Beatriz Briones

Personal information
- Full name: Beatriz de Lourdes Briones Fragoza
- Born: 10 February 1999 (age 27) Tijuana, Mexico

Sport
- Country: Mexico
- Sport: Kayaking

Medal record
Women's kayaking
Representing Mexico
World Championships
| Bronze medal – third place | 2022 Dartmouth | K-4 500 m |
Pan American Games
| Gold medal – first place | 2019 Lima | K-1 500 m |
| Gold medal – first place | 2023 Santiago | K-2 500 m |
| Gold medal – first place | 2023 Santiago | K-4 500 m |
| Silver medal – second place | 2019 Lima | K-4 500 m |
| Bronze medal – third place | 2019 Lima | K-1 200 m |
| Bronze medal – third place | 2019 Lima | K-2 500 m |
| Bronze medal – third place | 2023 Santiago | K-1 500 m |
Central American and Caribbean Games
| Silver medal – second place | 2018 Barranquilla | K-1 500 m |

= Beatriz Briones =

Mexican sprint kayaker (born 1999)

Beatriz de Lourdes Briones Fragoza (born 10 February 1999) is a Mexican sprint kayaker.
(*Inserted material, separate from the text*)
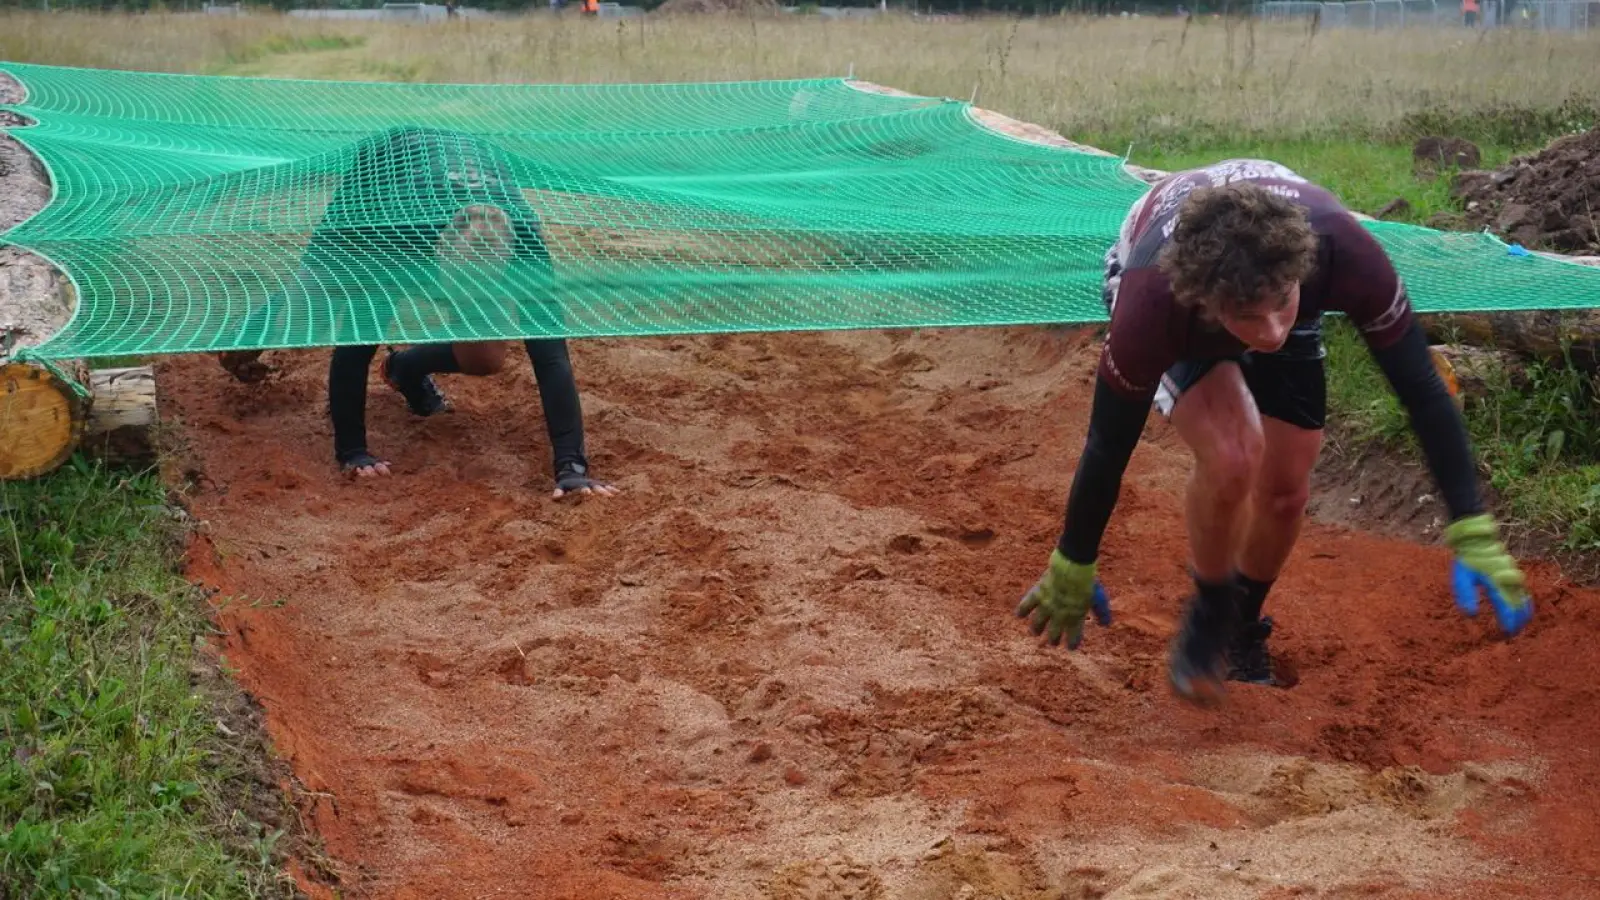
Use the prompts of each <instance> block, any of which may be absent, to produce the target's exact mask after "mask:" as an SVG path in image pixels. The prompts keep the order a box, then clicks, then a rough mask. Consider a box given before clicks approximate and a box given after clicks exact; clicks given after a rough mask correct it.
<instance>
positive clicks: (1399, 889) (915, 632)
mask: <svg viewBox="0 0 1600 900" xmlns="http://www.w3.org/2000/svg"><path fill="white" fill-rule="evenodd" d="M1094 352H1096V346H1094V344H1093V341H1091V338H1090V336H1088V335H1075V333H1051V331H1043V330H976V331H928V333H915V335H883V333H853V335H781V336H725V338H691V340H661V341H602V343H582V344H578V346H574V360H576V365H578V372H579V380H581V383H582V386H584V399H586V405H587V412H589V428H590V445H592V452H594V456H595V463H597V466H598V469H600V472H603V474H606V476H611V477H616V479H618V480H619V484H621V485H622V487H624V490H626V493H624V495H622V496H618V498H614V500H610V501H590V503H586V504H582V506H576V508H570V506H558V504H554V503H552V501H549V500H547V490H549V476H547V472H546V468H547V447H546V440H544V426H542V420H541V416H539V412H538V402H536V399H534V389H533V384H531V375H530V372H528V365H526V360H522V359H520V360H518V365H517V368H514V370H512V372H509V373H506V375H504V376H499V378H494V380H464V378H451V380H446V381H445V386H446V389H448V391H450V392H451V396H453V397H454V399H456V402H458V405H459V412H458V413H454V415H453V416H448V418H442V420H437V421H435V420H429V421H416V420H410V418H408V416H406V415H405V410H403V405H402V402H400V400H398V399H397V397H395V396H392V394H389V392H387V389H386V388H382V384H381V381H379V380H376V378H374V380H373V396H371V431H373V440H374V445H376V448H379V450H382V452H386V453H389V455H390V458H392V460H395V463H397V464H398V471H400V474H398V477H394V479H390V480H386V482H363V484H350V482H344V480H341V479H339V477H338V476H336V474H334V469H333V466H331V461H330V447H328V428H326V418H325V404H323V397H322V391H323V378H325V372H326V354H325V352H304V354H282V356H278V357H277V360H275V362H278V364H280V365H283V367H285V370H286V372H285V378H283V380H282V381H274V383H269V384H261V386H243V384H237V383H232V381H230V380H227V378H224V376H222V373H221V372H219V370H218V368H216V364H214V362H213V360H210V359H203V357H189V359H174V360H170V362H166V364H165V365H163V367H162V372H160V378H162V389H163V391H165V394H166V397H170V399H171V402H170V404H168V410H170V413H171V415H174V418H176V420H178V421H179V423H181V428H182V429H184V432H186V434H187V437H189V440H190V444H192V458H190V461H189V477H190V479H192V480H194V482H195V485H197V493H195V498H194V508H195V512H197V514H198V516H200V517H202V519H205V520H208V522H210V530H208V538H206V540H205V541H200V543H197V546H195V552H194V565H192V570H194V575H195V578H200V580H205V581H208V583H213V585H216V586H219V588H221V589H222V594H219V597H221V596H242V597H243V599H240V601H235V602H230V604H227V605H226V607H224V609H222V612H221V623H222V626H224V631H226V637H224V639H222V641H224V644H226V653H227V660H229V661H230V663H232V665H234V666H237V668H238V674H240V679H242V681H243V684H245V685H246V687H248V689H250V690H251V692H254V693H256V695H258V697H259V700H261V701H262V705H264V706H266V709H267V714H269V727H270V730H272V735H274V738H275V740H277V745H278V749H280V751H282V753H283V754H286V756H288V757H290V759H291V762H293V767H294V770H296V773H298V777H299V780H301V781H302V783H304V785H306V786H307V788H309V790H310V791H314V794H310V799H309V801H307V809H306V810H304V815H306V818H307V822H309V823H312V825H314V826H315V828H317V830H318V831H320V833H322V834H323V838H325V839H326V849H328V852H330V854H331V857H333V858H334V860H336V868H338V870H339V882H341V887H342V890H344V894H342V895H344V897H358V898H376V897H382V898H435V897H464V898H466V897H474V898H475V897H541V898H574V900H578V898H582V900H600V898H624V897H626V898H669V897H670V898H699V897H707V898H766V900H797V898H906V900H933V898H997V897H1008V898H1013V900H1016V898H1046V897H1048V898H1061V897H1066V898H1072V900H1078V898H1090V897H1102V898H1118V900H1122V898H1206V900H1227V898H1261V900H1286V898H1290V897H1341V898H1344V897H1379V898H1406V900H1419V898H1445V897H1451V898H1454V897H1461V898H1490V897H1494V898H1507V897H1512V898H1515V897H1539V898H1546V900H1547V898H1579V897H1595V895H1600V857H1595V854H1594V852H1592V847H1594V846H1595V839H1597V838H1600V825H1597V823H1595V820H1594V809H1597V807H1600V778H1597V775H1600V770H1597V765H1595V756H1594V753H1595V751H1594V748H1595V746H1600V719H1597V717H1595V714H1594V711H1595V705H1597V692H1595V687H1594V685H1595V684H1597V676H1600V661H1597V655H1595V653H1594V633H1595V628H1597V625H1600V597H1597V594H1595V593H1586V591H1576V589H1566V588H1563V586H1562V585H1560V583H1558V573H1555V572H1554V570H1552V569H1549V567H1538V565H1536V567H1534V569H1533V580H1534V586H1536V589H1538V596H1539V601H1541V607H1539V618H1538V620H1536V621H1534V625H1533V626H1531V631H1530V633H1528V634H1526V637H1523V639H1518V641H1515V642H1510V644H1507V642H1501V641H1496V639H1493V637H1490V629H1488V628H1486V623H1474V621H1469V620H1464V618H1461V617H1459V615H1458V613H1456V612H1454V610H1453V607H1451V602H1450V597H1448V594H1446V593H1445V591H1446V556H1445V552H1443V551H1442V549H1438V548H1421V546H1411V544H1403V543H1400V541H1394V540H1384V538H1376V536H1366V535H1362V533H1352V532H1346V530H1338V528H1334V527H1331V525H1314V527H1310V528H1309V530H1307V535H1306V540H1304V541H1302V544H1301V549H1299V552H1298V556H1296V559H1294V560H1293V567H1291V572H1290V575H1288V577H1286V578H1285V580H1283V581H1282V588H1280V591H1278V594H1277V599H1275V602H1274V607H1272V609H1270V610H1269V612H1272V613H1274V615H1277V618H1278V625H1280V634H1282V639H1280V641H1278V644H1280V649H1282V650H1283V652H1285V653H1286V655H1288V657H1290V660H1291V661H1293V663H1294V665H1296V666H1298V668H1299V673H1301V679H1302V681H1301V684H1299V685H1298V687H1296V689H1293V690H1288V692H1283V690H1269V689H1235V692H1234V695H1232V701H1230V705H1229V706H1227V708H1226V709H1222V711H1219V713H1202V711H1194V709H1187V708H1184V706H1181V705H1178V703H1176V701H1174V700H1173V698H1171V697H1170V693H1168V690H1166V684H1165V677H1163V665H1162V658H1163V647H1165V641H1166V637H1168V636H1170V633H1171V628H1173V621H1174V618H1176V612H1178V605H1179V601H1181V596H1182V591H1184V588H1186V575H1184V549H1182V524H1181V520H1179V496H1181V488H1182V480H1184V477H1186V472H1187V463H1186V458H1184V455H1182V453H1181V452H1179V448H1178V447H1176V445H1174V442H1173V437H1171V436H1170V434H1168V432H1166V431H1165V428H1163V426H1160V424H1152V428H1150V434H1149V440H1147V442H1146V444H1144V445H1142V447H1141V450H1139V452H1138V455H1136V456H1134V461H1133V466H1131V472H1130V477H1128V484H1126V487H1125V500H1123V504H1122V508H1120V511H1118V516H1117V517H1115V520H1114V524H1112V528H1110V533H1109V541H1107V548H1106V560H1104V573H1106V578H1107V586H1109V589H1110V591H1112V602H1114V607H1115V610H1117V617H1118V620H1117V623H1115V625H1114V626H1112V628H1110V629H1099V628H1091V631H1090V636H1088V639H1086V642H1085V647H1083V650H1082V652H1080V653H1075V655H1069V653H1066V652H1061V650H1048V649H1042V647H1038V645H1037V644H1035V642H1034V641H1032V639H1030V636H1029V634H1027V633H1026V629H1024V628H1022V625H1021V623H1019V621H1018V620H1014V618H1013V617H1011V609H1013V605H1014V604H1016V599H1018V597H1019V596H1021V593H1022V591H1024V589H1026V588H1027V586H1029V583H1030V581H1032V580H1034V577H1035V575H1037V573H1038V570H1040V565H1042V564H1043V560H1045V556H1046V552H1048V548H1050V543H1051V540H1053V538H1054V533H1056V527H1058V520H1059V514H1061V503H1062V498H1064V495H1066V490H1067V484H1069V476H1070V471H1072V464H1074V460H1075V456H1077V452H1078V448H1080V444H1082V439H1083V424H1085V413H1086V404H1088V396H1090V388H1088V386H1090V372H1091V365H1093V359H1094ZM307 886H309V887H314V890H317V894H318V895H323V897H326V895H331V894H330V892H326V889H323V887H315V886H310V882H307Z"/></svg>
She won a medal in all four women's kayaking competitions at the 2019 Pan American Games held in Lima, Peru.

In 2015, she competed in the women's K-4 500 metres at the Pan American Games without winning a medal.

==Personal life==
Briones was born in Tijuana, though she moved to Monterrey at the age of 10.